11.14am Over 800 patients suspected of having cancer could have had their diagnosis delayed because of an administrative error, a hospital trust has admitted.

West Hertfordshire Hospitals Trust said at least one person may have died as a result of the mistakes and 121 patients are still yet to have their case reviewed.

Between January 2010 and November 2013 patients who failed to turn up for their first appointment after being urgently referred for cancer tests were not always offered a second appointment and in some cases were discharged by the trust - in contravention of NHS guidelines.

11.10am Outsourcing firm Serco has insisted it remains committed to directly providing community care services after signing a deal with another care firm to advise it on its troubled Suffolk contract.

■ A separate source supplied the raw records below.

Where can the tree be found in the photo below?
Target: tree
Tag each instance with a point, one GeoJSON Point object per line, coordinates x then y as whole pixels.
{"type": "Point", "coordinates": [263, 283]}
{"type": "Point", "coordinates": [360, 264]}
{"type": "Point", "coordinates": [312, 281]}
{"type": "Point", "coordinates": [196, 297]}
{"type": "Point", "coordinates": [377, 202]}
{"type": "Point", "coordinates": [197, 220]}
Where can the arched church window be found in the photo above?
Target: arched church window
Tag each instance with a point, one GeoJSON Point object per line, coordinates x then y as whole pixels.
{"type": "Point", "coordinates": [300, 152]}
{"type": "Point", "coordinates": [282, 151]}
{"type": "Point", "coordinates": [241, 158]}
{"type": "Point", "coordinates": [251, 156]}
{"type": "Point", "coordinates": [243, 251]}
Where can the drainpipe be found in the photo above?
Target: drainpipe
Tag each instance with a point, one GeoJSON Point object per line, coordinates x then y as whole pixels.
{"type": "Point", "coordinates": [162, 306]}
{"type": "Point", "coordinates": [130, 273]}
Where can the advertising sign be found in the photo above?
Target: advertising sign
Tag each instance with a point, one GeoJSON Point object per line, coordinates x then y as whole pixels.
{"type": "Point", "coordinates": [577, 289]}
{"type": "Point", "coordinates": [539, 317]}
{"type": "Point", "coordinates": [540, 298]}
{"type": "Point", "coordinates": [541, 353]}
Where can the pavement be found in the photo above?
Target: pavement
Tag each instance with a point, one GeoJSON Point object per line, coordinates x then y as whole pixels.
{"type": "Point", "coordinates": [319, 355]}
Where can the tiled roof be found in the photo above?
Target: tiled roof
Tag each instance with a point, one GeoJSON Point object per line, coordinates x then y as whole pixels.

11.03am A well informed source has told HSJ a “turf war” is intensifying between the Health and Social Care Information Centre and NHS England over health technology.

The Health and Social Care Information Centre is drawing up a technology strategy in a move predicted to put it on a collision course with NHS England, James Illman reports

10:57am NHS England has spent about £258m a year on GP services with no identifiable justification, a review has found.

PMS contracts, for which income is agreed locally, were introduced as an alternative to nationally agreed general medical services contracts in the late 1990s. About 45 per cent of all GP practices now have PMS contracts.

NHS England examined what practices were being paid for and identified what it described as a “PMS premium” − the amount that PMS practices are being paid over and above what they would receive if on a GMS contract.

10.25am Alastair McLellan’s editorial this week considers the “good” and “ill” effects of the Francis report on the NHS.

The “good” impact, Alastair argues, is that “much more attention is being paid to the relationship between how an organisation operates and the quality of care it delivers”.

However, he says that in the year since the Francis report was published, national debate about the NHS has become “resolutely focused on the negative”, even though “there is no robust evidence NHS care overall is declining”. He warns that debate urgently needs “rebalancing”.

10.16am Continuing the Francis effect theme, Sarah Calkin has found clear evidence “that staff wellbeing and organisational culture are being taken more seriously by acute trust boards, one year after the Francis report was released”.

HSJ asked acute trusts about their approach to culture, patient safety and nursing − all major aspects of the report − and received freedom of information responses from 104 of them.

Over two thirds of respondents recruited staff based on their values as well as their competencies, in line with one of Mr Francis’s recommendations.

However, Sarah’s research also found that a quarter of trusts are allowing healthcare assistants to start work on the wards without undergoing any training for the job.

10.10am Turning through the papers today, The Daily Telegraph has a piece written by Jeremy Hunt. The health secretary, writing one year on from when Robert Francis QC published his report on Stafford Hospital, claims that a “Francis effect” has resulted in a “tangible shift in priorities in our hospitals”.

Mr Hunt says: “The NHS is crossing the Rubicon, with compassionate care starting to replace tick-box targets on boards and wards”.

9.50am HSJ is holding a webinar on competition at 12.30 today. Click here to join in later.

7.00am Hello and welcome to HSJ Live. We start things off with news that the Care Quality Commission has said it currently lacks the skills to deliver a new duty of “market oversight” of the adult social care sector.

HSJ’s Will Hazell reports that the regulator is likely to become responsible for monitoring a small number of “difficult to replace providers” from April 2015.